Where Cameron sees ‘green crap’ I see future jobs, investment and prosperity

As Labour leader I will challenge the myth that we need to choose between the economy and the environment

David Cameron with huskies in Norway as part of his bid to rebrand the Conservative party

David Cameron used to claim he’d lead the ‘greenest government ever’. Yet the way his government has behaved shows those were just hollow words. Or to paraphrase the prime minister – ‘green crap’.

Two days before the election, environment secretary Amber Rudd promised that the Conservatives would ‘continue to take action to protect the environment as part of our long-term economic plan for green jobs and growth’.

Just more pre-election hollow words from the people who reclassified child poverty to hide from their failures, cut the power on the Northern powerhouse and rebranded the minimum wage as a fake Living Wage.

The reality is thus: the government’s actions have damaged investor confidence in the UK energy market, will increase consumer bills and jack up the cost of decarbonisation.

That’s a disaster for our economy and for those of us who want to see serious global action on clean energy.

Today Amber Rudd is giving a speech in which she’ll confirm a further watering down of the Tories’ already inadequate commitments. Shutting down the Renewables Obligation a year earlier than planned – and cutting subsidies for onshore wind projects in the process – was only a popular move if you were asking the opinions of a vocal group of backbench Tory MPs.

If you were to seek opinions outside the 1922 Committee the response is strikingly different. Industry body Energy UK criticised the move, stating that the ‘announcement risks confidence in energy investment upon which a great deal of vital infrastructure investment depends’. The CBI argued the move was not only a blow to industry but could damage the UK’s reputation as a good place to invest in energy infrastructure.

Or to put it another way – if the government keep on undermining energy infrastructure, the lights might start to go off and bills will start to go up.

So onshore wind has taken a battering – but what about Solar?

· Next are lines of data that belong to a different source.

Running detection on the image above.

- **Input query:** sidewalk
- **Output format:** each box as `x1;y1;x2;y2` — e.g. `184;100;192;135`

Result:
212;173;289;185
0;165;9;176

In May, Amber Rudd stated that she wanted to unleash a new solar revolution under this Parliament. Instead she’s threatened to cut industry support.

Responsibility? Consistency? I’m not sure Amber Rudd knows what they are.

So what do we do with an energy secretary intent on damaging investor confidence in the UK energy market, unfazed by abandoning those in fuel poverty? We send her to Paris in December to represent our nation in the most important international negotiations on climate change of our time.

We need an ambitious plan for the Paris climate change negotiations – but that plan needs to be matched by serious action at home as well. As Labour leader I will challenge George Osborne’s myth that we need to choose between the economy and the environment. Low carbon businesses were the biggest growth area during the recession, and the CBI estimates that the number of green jobs will increase to 1.4 million by 2020.

Where Cameron sees ‘green crap’ I see future jobs, investment and prosperity. The Tories have been relentlessly negative about clean energy and have failed to present a positive vision for what they want to see investment in – other than fracking.

We need to hold the government to account for its undermining of the renewables industry and unlock the potential to both cut carbon and create new jobs.

Cameron promised the greenest government ever. He hasn’t tried very hard.

At a time when we face the inter-connected global challenges of energy security, climate change and globalisation, Britain really does need the greenest government ever. Losing in May meant that Labour under Ed Miliband – a great climate change secretary – couldn’t be that government. For our country and for future generations, we need a Labour leader who can win and form a government that is truly committed to clean energy. There’s nothing ‘crap’ about that.